現場スタッフ以外にも、スクリーン画像の制作協力者として、ウェブ千夜千冊と本をダイナミックにデザインした美柑和俊さん、角川武蔵野ミュージアムのタイトルデザインを提供した佐伯亮介さん、「千夜千冊エディション」のモチーフデザインを担当した町口覚さん・浅田農さんといったデザイナーたちも腕を揮ってくれた。

 

もともと丸善150周年記念講演会という枠組みで企画されたもの、決して十全な予算が用意されていたわけではないが、主催者側も会場を提供してくれた「樫山代官山」も各チームも、このコロナ禍のなかで前代未聞のオンライン・トークライブをやるというセイゴオの心意気に応じて、万全の協力体制を組んでくれたのだ。

 

それだけに、直前の“発熱事件”は関係者に衝撃を与えることになってしまった。セイゴオとしても、忸怩たる思いがあったことだろう。

 

舞監をつとめる西井さんの進行で、オールスタッフの最終確認ミーティング。樫山代官山の石原智耶さんが、現場で困っていることはないかと常に気を配ってくれた。

 

エントランスの「千夜千冊書」の展示に、樫山代官山の丹野さんの紹介で、写真家の杏橋幹彦さんが駆けつけて協力。杏橋さんは「千夜千冊」の愛読者でもある。

 

L:本講演の冒頭と最後に登場した丸善のシンボル「鐙」の字は、カルプボードを型抜きして作成したもの。

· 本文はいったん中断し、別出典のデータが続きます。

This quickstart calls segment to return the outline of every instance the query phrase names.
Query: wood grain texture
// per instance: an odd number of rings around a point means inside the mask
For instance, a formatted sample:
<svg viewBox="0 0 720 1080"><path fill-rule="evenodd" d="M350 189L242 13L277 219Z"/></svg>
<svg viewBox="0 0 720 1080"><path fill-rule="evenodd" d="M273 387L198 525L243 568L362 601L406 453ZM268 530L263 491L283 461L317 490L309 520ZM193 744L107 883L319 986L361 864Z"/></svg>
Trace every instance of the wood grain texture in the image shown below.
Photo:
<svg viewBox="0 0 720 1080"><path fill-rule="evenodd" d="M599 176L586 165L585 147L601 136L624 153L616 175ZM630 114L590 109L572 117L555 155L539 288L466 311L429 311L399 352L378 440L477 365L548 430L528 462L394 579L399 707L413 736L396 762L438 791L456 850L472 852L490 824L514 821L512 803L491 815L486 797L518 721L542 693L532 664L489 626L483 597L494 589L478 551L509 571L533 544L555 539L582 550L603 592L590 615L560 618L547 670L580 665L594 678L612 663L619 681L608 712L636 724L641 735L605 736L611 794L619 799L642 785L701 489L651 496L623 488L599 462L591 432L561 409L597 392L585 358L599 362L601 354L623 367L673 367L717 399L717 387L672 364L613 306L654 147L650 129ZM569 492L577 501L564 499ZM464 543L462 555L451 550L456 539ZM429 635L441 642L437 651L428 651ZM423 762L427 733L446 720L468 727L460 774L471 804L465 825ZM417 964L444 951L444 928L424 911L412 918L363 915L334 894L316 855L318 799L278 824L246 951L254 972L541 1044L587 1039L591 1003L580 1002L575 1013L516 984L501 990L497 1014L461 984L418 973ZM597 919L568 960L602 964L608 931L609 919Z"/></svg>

R:本のディスプレイのなかにこっそりアミュレットのように置かれていたセイゴオ人形とペコちゃん人形。「ペコちゃん」は、藤本晴美さんの愛称でありトレードマーク。

 

MGSの井上靖雄さん・岡井奈緒さん・青木みちるさんがつくりあげたブルーライトによる幻想的な空間に、セイゴオも感嘆の声をあげていた。